Masticating on Micturate

Sometimes I come across words that I am surprised to find have not had airing in this blog. In my reading this week I encountered the word micturate and (in my mind) paired it with masticate. When I checked to see, neither had been covered in a post. So let's correct that oversight.

Micturate was used in an article (by Matt Labash in The Weekly Standard magazine) about simplicity, then explained by saying "I would rather say 'squirt' than 'micturate.'" But dictionary.com defines it as "to pass urine, urinate." More commonly the word would be "piss," a good word though in polite conversation one would use some euphemism like "go to the restroom." In fact, there are a number of euphemisms for urinate: "answer the call of nature," "see a man about a horse," or as the character Sheldon on the television comedy "Big Bang Theory" says: "void my bladder."

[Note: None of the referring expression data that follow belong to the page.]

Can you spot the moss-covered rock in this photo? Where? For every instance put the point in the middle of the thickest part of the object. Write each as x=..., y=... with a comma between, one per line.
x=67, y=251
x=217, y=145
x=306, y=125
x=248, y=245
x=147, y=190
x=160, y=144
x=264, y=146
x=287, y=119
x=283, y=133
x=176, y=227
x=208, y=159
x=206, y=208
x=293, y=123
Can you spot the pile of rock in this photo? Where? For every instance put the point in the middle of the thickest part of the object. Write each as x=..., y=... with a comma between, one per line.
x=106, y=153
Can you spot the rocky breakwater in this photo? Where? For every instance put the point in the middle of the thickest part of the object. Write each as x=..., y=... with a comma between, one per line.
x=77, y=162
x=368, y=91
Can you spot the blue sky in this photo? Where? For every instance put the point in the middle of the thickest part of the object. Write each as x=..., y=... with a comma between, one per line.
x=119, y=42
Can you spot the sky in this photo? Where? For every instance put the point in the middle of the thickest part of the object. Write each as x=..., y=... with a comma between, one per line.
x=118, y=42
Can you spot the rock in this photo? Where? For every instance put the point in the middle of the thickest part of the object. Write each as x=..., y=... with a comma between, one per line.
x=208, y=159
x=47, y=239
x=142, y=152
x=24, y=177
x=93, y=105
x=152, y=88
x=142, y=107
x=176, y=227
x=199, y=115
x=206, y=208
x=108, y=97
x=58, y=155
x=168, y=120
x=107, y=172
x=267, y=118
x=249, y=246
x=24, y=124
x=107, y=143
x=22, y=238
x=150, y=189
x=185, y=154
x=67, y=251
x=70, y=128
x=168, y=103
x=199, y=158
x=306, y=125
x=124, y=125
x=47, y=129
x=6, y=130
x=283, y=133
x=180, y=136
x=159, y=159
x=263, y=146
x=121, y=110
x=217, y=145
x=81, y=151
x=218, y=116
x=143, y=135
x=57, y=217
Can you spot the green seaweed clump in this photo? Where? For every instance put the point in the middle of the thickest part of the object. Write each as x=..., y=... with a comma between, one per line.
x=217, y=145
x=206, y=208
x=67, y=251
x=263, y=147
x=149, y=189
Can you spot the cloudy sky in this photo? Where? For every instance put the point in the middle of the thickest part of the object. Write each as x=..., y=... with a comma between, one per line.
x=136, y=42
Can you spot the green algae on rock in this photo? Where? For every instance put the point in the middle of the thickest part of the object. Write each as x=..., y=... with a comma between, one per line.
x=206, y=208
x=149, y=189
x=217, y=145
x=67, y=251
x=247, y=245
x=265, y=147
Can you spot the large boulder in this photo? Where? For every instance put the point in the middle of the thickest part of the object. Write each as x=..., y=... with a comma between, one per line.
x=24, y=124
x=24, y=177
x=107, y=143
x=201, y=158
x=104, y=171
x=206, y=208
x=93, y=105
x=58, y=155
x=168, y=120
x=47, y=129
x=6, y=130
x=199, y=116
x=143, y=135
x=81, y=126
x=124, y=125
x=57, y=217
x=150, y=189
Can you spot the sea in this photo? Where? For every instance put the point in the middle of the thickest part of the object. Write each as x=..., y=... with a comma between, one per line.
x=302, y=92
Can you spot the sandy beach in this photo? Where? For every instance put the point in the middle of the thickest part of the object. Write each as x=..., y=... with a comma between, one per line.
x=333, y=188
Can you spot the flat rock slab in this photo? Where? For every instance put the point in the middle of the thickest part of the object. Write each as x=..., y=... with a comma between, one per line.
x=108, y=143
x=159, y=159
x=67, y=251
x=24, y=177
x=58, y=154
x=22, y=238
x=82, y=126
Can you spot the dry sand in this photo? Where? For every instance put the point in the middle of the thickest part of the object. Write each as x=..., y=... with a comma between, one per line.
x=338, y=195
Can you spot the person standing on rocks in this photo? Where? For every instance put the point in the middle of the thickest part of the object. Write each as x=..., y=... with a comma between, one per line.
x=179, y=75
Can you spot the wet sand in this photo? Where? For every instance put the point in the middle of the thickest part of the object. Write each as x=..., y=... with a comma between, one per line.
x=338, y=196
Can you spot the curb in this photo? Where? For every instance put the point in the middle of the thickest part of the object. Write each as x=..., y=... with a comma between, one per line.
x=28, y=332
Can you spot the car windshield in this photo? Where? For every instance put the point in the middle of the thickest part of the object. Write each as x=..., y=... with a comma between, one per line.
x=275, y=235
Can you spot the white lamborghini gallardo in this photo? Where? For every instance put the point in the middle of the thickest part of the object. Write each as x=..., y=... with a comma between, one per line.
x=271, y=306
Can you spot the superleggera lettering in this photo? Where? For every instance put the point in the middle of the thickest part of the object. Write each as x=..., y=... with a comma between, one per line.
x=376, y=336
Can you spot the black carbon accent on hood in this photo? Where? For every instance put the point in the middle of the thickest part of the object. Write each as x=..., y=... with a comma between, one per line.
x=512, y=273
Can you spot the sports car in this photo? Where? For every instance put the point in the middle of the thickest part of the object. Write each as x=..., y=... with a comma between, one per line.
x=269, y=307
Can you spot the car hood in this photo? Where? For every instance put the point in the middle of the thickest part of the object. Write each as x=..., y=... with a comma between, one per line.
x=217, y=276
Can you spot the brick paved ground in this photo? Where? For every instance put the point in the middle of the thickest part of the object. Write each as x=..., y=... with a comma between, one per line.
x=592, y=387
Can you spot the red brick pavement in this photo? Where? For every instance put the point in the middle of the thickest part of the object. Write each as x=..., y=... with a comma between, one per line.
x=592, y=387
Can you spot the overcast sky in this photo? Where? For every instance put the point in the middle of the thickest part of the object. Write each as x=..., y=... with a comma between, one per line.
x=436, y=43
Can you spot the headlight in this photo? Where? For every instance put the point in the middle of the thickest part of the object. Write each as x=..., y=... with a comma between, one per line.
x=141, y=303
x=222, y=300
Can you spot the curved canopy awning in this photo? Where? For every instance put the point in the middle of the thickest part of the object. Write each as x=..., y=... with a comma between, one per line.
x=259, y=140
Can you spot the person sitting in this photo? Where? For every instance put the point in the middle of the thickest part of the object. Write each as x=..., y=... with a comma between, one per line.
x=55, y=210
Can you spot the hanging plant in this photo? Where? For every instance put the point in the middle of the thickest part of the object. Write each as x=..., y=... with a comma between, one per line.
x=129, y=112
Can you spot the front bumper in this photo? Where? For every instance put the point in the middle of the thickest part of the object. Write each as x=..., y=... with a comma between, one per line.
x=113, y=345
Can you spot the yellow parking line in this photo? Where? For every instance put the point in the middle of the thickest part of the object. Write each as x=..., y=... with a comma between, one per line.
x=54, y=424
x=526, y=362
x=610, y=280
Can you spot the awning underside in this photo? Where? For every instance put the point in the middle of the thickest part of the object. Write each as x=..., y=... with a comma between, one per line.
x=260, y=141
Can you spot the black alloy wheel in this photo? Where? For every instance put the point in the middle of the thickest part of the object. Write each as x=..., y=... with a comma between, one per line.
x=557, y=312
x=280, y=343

Micturate has an interesting etymology, according to etymonline.com. It came to English in 1842, a malformation of the correct English word (that had been used since 1725) micturition that has the same definition. But etymonline.com says about micturate something I had never read: "malformed, and with an erroneous sense; condemned from its birth." Yet it is the more commonly used - I have not seen the word micturition before this research. Micturition comes from the Latin word micturitum, which is the past participle of micturire, that means "a desire to urinate." It is a desiderative (look it up yourself - it's a grammar term to describe a verb formation in Latin and other inflected languages) of mingere, that means to urinate.

Prior to 1725 the word that was commonly used was piss. Piss can be properly used as a verb for urinate or as a noun for urine. It was first used in the verb sense (for the act of urination) in the 1200s and came to English from the Old French word pissier, which the Old French got from the Vulgar Latin word pissiare. The noun sense (for urine itself) arrived in English a century later.

My grandfather, a very religious and completely proper individual, surprised me one day by describing someone as "so stupid they could not pour piss out of a boot with instructions on the sole." I was a bit taken aback by his use of the word piss in the humorous expression. In the 20th century many idiomatic slang expressions using the word piss were formed, such as piss away (1948, waste time), or less politely "piss off" (1958, primarily British for go away), or "pissed off" (1946, primarily American for angry).

The other word in today's title is masticate. It simply means to chew, and comes from the Late Latin masticatus, which is the past participle of masticare. It has been used in English since the 1640s. It is not uncommon for it to be used humorously in an expression where the word masturbate would also make sense.

And that should be enough for you to "chew on" today.